More than 18 months since the end of Libya‘s civil war, the most attractive job for many of the young is still to join a militia. In fact, just under a tenth of Libya‘s labor force may be working as gunmen.
Libya‘s government coffers are rapidly filling with cash as oil exports return to near pre-war levels, powering a 100 percent increase in GDP in 2012, according to a report this month by the International Monetary Fund.
But the economy of this North African oil giant remains in disarray. Unemployment, officially at 15 percent, is estimated by some as high as 50 percent. The private sector, decimated under ousted dictator Moammar Gadhafi, still barely functions. Reconstruction investment is largely on hold, and the weak central government is funneling much of its oil wealth into public handouts to quiet discontent, as Gadhafi often did. Other money is lost down the drain of corruption.
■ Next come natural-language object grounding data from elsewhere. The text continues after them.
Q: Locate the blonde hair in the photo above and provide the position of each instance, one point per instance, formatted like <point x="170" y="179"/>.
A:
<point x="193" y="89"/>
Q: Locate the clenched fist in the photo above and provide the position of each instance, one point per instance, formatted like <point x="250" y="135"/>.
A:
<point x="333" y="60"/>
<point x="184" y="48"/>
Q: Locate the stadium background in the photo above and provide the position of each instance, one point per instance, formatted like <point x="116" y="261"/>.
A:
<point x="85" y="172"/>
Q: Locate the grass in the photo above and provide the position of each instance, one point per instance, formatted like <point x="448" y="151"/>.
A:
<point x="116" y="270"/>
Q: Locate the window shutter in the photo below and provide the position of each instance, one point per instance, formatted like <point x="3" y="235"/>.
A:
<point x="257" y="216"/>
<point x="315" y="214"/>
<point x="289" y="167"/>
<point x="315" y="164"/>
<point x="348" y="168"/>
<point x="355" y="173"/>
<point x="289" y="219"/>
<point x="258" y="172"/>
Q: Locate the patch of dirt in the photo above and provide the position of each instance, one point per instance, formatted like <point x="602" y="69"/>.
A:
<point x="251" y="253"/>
And still other funds end up fueling the growth of militias.
The state pays many militias, relying on them to serve as security forces since the police and military remain a shambles. The regular salary has drawn a flood of young Libyans.
Militias first rose up as “brigades” during the eight-month civil war against Gadhafi, and at the time their fighters likely numbered in the thousands. Now an estimated 200,000 people are registered by the government on the rolls of militias, according to the commanders in two of the biggest militias, Hafiz al-Agouri, of Libya Shield, and Ismail al-Salabi, of the Rafallah Sahati brigade.
That would mean more than 8 percent of the country’s entire work force are in militias. The most recent World Bank estimate, from 2010, put Libya‘s labor force at 2.3 million people.
A Libyan businessman and an owner of a private construction company that has government contracts for rebuilding infrastructure in the eastern region bemoaned the lure of militia work among his own staff.
“My very skillful welder left because he got a job in a brigade that would not only give him triple the salary but he could work four days and take a week off,” Nasser Ahdash told The Associated Press. He said he is unable to carry out the reconstruction work because the price of his contracts doesn’t cover the rising costs of equipment, material and labor.